Оула переступил широкий порог двойной двери и замер, вытянувшись, как он сделал бы и перед своим начальством. Да и нельзя было не замереть. Огромный, как ему показалось, кабинет был строг и официозен. Первое, что бросалось в глаза – большой портрет, судя по военному френчу большого начальника с пышными усами. Портрет, в хорошей дорогой раме, смотрел на Оула с ухмылкой, строго и подозрительно. Прямо под усатым портретом за тяжелым столом с зеленой лужайкой-столешницей сидел бесцветный человек в таком же френче как на портрете, но вдобавок с кожаным ремнем поперек груди и с синими петличками на вороте.
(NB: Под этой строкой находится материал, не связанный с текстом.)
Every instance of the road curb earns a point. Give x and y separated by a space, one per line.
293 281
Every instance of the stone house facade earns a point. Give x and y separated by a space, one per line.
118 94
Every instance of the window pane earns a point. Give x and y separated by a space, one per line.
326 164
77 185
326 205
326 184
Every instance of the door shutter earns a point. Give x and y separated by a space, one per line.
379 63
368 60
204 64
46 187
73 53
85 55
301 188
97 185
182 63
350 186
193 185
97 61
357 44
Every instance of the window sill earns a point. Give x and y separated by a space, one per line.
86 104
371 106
Человек, воткнув локти в «лужайку», что-то читал. Он продолжал читать, не обращая ни малейшего внимания на вошедшего. Оула чуть обмяк и стал осторожно рассматривать кабинет дальше. Темно-зеленые, тяжелые шторы были лишь наполовину задернуты и посередине через проемы были видны поблескивающие голубоватым холодным атласом волны французских штор, замеревших крупной, водной рябью. Напротив окон шли шкафы, многие из которых с остекленными дверцами, через которые виднелись корешки книг. И стол, стулья, шкафы, и панель высотой с метр от пола по периметру всего кабинета, были выполнены из карельской березы. Все блестело и напоминало по цвету жженый сахар. Две люстры с выпуклыми плафонами давали света даже больше, чем было необходимо. К тому же на столе начальника горела настольная лампа с зеленым абажуром в виде такого же плафона, как и люстры. Пол устилал огромный ковер, который заползал и под стол, и под диван, и, даже, шкафы.
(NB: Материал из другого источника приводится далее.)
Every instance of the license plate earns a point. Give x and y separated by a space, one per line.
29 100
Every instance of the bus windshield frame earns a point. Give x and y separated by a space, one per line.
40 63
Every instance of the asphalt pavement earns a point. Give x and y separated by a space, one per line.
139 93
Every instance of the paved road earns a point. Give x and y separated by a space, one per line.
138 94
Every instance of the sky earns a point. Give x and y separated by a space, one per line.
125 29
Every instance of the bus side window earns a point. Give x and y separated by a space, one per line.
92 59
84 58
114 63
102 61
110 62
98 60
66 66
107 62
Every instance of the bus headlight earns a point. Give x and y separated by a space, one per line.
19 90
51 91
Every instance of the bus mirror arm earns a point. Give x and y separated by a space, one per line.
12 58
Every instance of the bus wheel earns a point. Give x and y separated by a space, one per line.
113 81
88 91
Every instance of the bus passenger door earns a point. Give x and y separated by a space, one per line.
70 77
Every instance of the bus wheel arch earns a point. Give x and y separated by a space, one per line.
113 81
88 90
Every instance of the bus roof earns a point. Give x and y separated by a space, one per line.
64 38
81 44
Оула стоял уже довольно долго, а начальник все читал и читал бумаги. Оула продолжал оглядываться. И все же главным предметом в кабинете, как ему показалось, был не стол, не шкафы с книгами и даже не сам начальник, а портрет с проницательным, завораживающим взглядом в щелочки сощуренных глаз. Из этих щелочек шли сильные, незримые лучи, которые будто насквозь просвечивали Оула, сбивали его мысли, будили дремавший где-то в глубине его страх. А в усах пряталась усмешка, переходящая в неприязнь и пренебрежение. Оула не мог отвести взгляда от портрета. Тот словно втягивал его в себя.
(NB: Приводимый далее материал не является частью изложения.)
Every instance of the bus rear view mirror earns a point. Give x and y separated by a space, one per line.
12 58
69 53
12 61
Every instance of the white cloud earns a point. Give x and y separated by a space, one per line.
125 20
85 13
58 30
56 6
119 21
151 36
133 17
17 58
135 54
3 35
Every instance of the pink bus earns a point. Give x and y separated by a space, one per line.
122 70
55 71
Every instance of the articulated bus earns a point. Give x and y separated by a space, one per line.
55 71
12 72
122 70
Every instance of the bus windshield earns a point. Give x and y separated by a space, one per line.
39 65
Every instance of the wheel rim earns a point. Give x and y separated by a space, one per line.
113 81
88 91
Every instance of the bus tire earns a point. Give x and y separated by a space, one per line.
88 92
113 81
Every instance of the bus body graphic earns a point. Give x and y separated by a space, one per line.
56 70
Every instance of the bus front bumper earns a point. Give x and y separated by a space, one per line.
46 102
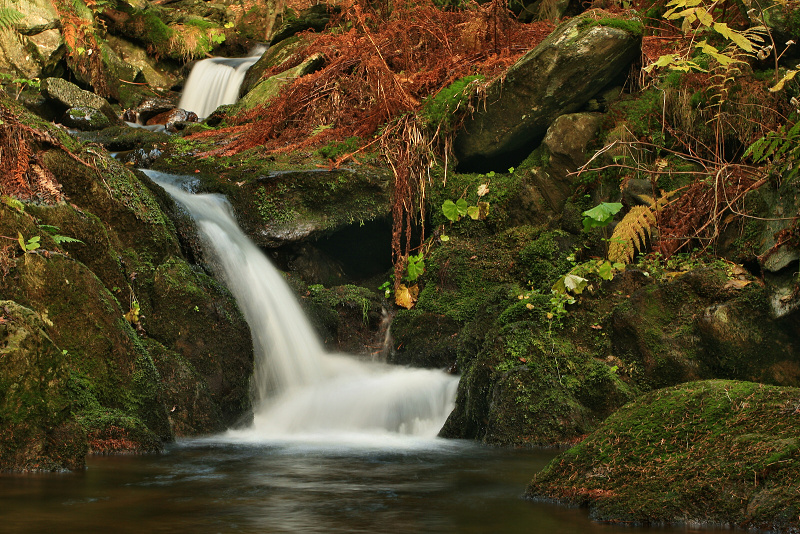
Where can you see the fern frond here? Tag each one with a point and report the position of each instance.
(631, 234)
Громко «гмыкнув», хозяин кабинета наконец-то оторвался от бумаг, закрыл папку с яркими, красными буквами и, отложив ее в сторону, взглянул на арестанта. Оула опять подобрался и встал как по стойке «смирно». Он разглядывал начальника и, удивительно, при всей абсолютной несхожести с портретом, у них все же что-то было общее – портрета и человека. «Странно…, – Оула даже часто-часто проморгался и опять стал поглядывать то на портрет, то на маленького за таким большим столом человека с розоватой плешиной, смешно маскируемой реденькими волосиками. – Наверно они все коммунисты и похожи чем-то на своего портретного кумира. Пустота и холод их роднит».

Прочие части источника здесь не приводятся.